The slow recovery was a surprise, says UB geology professor Howard Lasker, who led the study on the coral species Antillogorgia elisabethae.
“The really interesting finding was that four years later, these colonies were still displaying an effect,” Lasker says. “They don’t necessarily look damaged anymore, but it takes some time to get back to where they were in terms of reproduction.
“This research has broader repercussions,” Lasker notes. “When you start talking about damage to reefs from events like hurricanes, you might say that the coral survived, that it lost some tissue, but it’s still reproducing. That’s true, but we now know the corals are not quite as healthy as we thought.”
The study appeared recently in the Journal of Experimental Marine Biology and Ecology. Lasker’s co-author was Christopher Page, a master’s student in UB’s Graduate Program in Evolution, Ecology and Behavior. Page, who has since graduated, is a biologist at the Mote Marine Laboratory in Florida.
The species that the researchers examined—A. elisabethae, formerly known as Pseudopterogorgia elisabethae—is a Caribbean gorgonian coral. The coral forms male and female colonies and during reproduction, the females release eggs that remain on the colony’s surface to be fertilized and develop into larvae.
To study the effect of tissue damage on sexual activity, Lasker and Page looked at egg and sperm production in A. elisabethae colonies near Cross Harbour, Abaco, in The Bahamas.
In this region, workers harvest the coral, pruning branches from large, sexually mature colonies to obtain an anti-inflammatory chemical used in skin care products.
Such harvests took place in 2002 and 2005. In 2009, Lasker and Page returned to the area before the annual spawning, which for A. elisabethae occurs in November and December. The researchers compared 24 colonies that had been cropped to 20 that had not been cropped, carefully dissecting 24 individual coral polyps from each of the 44 colonies to count the reproductive organs within.
- In cropped female colonies, roughly one in three polyps carried no eggs at all, compared with roughly one in six in uncropped colonies. The uncropped colonies also had more than double the number of polyps producing three or more eggs—120 polyps in all, compared with just 53 polyps in the cropped colonies.
- More than three-quarters of polyps in uncropped male colonies housed 11 or more spermaries, organs that produce sperm. In contrast, less than 60 percent of polyps in cropped colonies had 11 or more spermaries.

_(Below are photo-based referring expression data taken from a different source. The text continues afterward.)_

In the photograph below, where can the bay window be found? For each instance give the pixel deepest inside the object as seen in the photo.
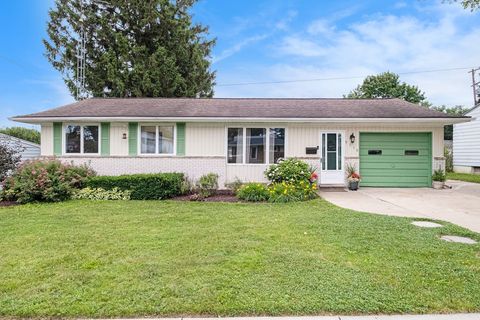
(82, 139)
(255, 145)
(157, 139)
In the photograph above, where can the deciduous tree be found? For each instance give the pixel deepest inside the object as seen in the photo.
(387, 85)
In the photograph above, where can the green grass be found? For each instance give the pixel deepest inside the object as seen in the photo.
(468, 177)
(146, 258)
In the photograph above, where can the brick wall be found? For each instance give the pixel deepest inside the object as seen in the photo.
(193, 167)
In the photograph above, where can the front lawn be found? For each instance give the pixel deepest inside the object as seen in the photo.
(146, 258)
(468, 177)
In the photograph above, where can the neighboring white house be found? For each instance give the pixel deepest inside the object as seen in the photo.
(466, 144)
(393, 143)
(29, 150)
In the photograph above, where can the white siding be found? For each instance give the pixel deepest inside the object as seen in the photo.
(29, 150)
(205, 139)
(466, 141)
(206, 150)
(46, 140)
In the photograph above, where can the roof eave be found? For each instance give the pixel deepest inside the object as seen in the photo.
(438, 120)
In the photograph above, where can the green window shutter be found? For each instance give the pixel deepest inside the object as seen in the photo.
(57, 138)
(180, 138)
(105, 145)
(132, 138)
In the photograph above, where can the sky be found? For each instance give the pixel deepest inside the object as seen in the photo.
(336, 42)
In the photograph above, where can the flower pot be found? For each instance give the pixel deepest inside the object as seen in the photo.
(438, 185)
(353, 185)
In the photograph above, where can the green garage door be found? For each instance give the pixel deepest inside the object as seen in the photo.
(396, 159)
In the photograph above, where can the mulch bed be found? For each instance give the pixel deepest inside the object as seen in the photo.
(220, 196)
(7, 203)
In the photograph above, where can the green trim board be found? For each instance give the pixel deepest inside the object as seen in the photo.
(105, 138)
(180, 138)
(57, 138)
(132, 138)
(396, 159)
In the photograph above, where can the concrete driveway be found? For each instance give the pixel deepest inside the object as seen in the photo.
(459, 205)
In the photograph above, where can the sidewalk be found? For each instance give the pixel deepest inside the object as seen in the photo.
(458, 316)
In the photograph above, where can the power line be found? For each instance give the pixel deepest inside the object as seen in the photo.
(334, 78)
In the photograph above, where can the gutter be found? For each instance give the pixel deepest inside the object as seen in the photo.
(442, 121)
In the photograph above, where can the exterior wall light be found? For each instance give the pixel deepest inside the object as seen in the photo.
(352, 138)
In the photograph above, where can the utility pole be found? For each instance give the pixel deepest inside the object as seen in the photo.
(476, 86)
(81, 55)
(81, 92)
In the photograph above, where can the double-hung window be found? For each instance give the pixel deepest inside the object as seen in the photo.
(255, 145)
(82, 139)
(157, 139)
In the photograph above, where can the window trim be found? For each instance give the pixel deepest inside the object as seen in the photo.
(81, 153)
(244, 142)
(156, 125)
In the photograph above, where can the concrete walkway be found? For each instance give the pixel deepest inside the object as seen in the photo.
(462, 316)
(459, 205)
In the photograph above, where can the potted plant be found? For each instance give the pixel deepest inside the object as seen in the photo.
(438, 178)
(353, 178)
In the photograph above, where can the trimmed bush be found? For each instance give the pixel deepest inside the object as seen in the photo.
(101, 194)
(289, 170)
(207, 185)
(44, 181)
(253, 192)
(155, 186)
(290, 192)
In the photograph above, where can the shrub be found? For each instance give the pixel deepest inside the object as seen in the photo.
(45, 180)
(290, 192)
(207, 185)
(290, 170)
(154, 186)
(253, 192)
(31, 135)
(234, 185)
(101, 194)
(439, 175)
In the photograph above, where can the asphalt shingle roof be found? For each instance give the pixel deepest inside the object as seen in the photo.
(240, 108)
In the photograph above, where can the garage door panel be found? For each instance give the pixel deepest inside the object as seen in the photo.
(397, 159)
(397, 152)
(405, 146)
(395, 137)
(405, 159)
(398, 165)
(395, 172)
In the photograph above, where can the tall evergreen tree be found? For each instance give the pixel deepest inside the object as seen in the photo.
(387, 85)
(134, 48)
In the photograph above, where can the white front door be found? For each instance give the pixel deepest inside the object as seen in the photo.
(331, 162)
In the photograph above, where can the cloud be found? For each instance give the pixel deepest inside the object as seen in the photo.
(283, 24)
(237, 47)
(445, 38)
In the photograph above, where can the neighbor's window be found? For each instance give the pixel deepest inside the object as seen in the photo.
(81, 139)
(235, 145)
(277, 144)
(256, 142)
(156, 139)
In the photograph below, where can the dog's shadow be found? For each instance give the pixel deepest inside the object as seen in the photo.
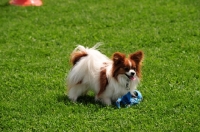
(84, 100)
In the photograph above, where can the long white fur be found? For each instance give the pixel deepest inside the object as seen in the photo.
(87, 71)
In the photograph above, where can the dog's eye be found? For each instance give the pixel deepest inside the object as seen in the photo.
(126, 69)
(134, 68)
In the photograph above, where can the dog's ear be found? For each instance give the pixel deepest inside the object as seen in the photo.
(137, 56)
(118, 58)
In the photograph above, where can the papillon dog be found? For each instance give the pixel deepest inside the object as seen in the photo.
(108, 78)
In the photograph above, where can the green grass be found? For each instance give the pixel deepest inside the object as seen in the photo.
(35, 44)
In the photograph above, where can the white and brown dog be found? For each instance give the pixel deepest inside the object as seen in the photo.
(108, 78)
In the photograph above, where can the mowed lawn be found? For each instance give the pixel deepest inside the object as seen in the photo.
(36, 42)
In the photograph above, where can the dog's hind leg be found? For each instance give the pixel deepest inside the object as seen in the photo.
(76, 91)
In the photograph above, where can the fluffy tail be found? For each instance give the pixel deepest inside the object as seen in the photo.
(79, 52)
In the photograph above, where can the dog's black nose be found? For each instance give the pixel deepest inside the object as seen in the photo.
(132, 73)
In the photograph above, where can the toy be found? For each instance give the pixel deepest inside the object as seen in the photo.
(129, 99)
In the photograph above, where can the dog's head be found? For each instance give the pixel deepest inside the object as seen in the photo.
(129, 67)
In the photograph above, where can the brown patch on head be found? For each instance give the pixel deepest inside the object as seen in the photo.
(103, 82)
(118, 62)
(121, 64)
(137, 58)
(76, 56)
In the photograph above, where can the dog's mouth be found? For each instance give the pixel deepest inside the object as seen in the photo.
(131, 77)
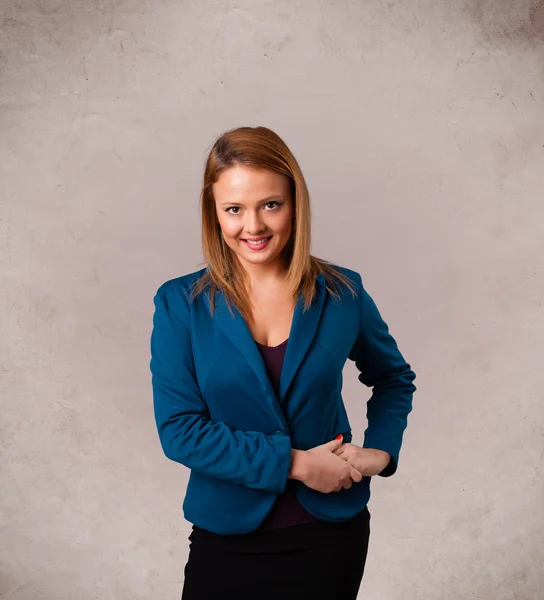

In most corals, sexual maturity is understood to be a product of colony size, as opposed to age. As a general rule, large corals reproduce; small ones don’t. The new research is the latest to support the notion that damaged corals may have lower fecundity because they divert resources away from reproduction and toward growth and injury repair, Lasker says.
“The mechanism controlling resource allocation is unknown, but regardless of the process, the important implication of the finding is that populations that appear to have survived and to have recovered from disturbance events may produce fewer gametes than the size and number of colonies would suggest,” Page and Lasker wrote in their study.
The researchers add that it’s still unknown how changes in egg and spermary production impact long-term population growth.
The National Science Foundation and Mark Diamond Research Fund of the UB Graduate Student Association supported the study, titled “Effects of tissue loss, age and size on fecundity in the octocoral Pseudopterogorgia elisabethae.”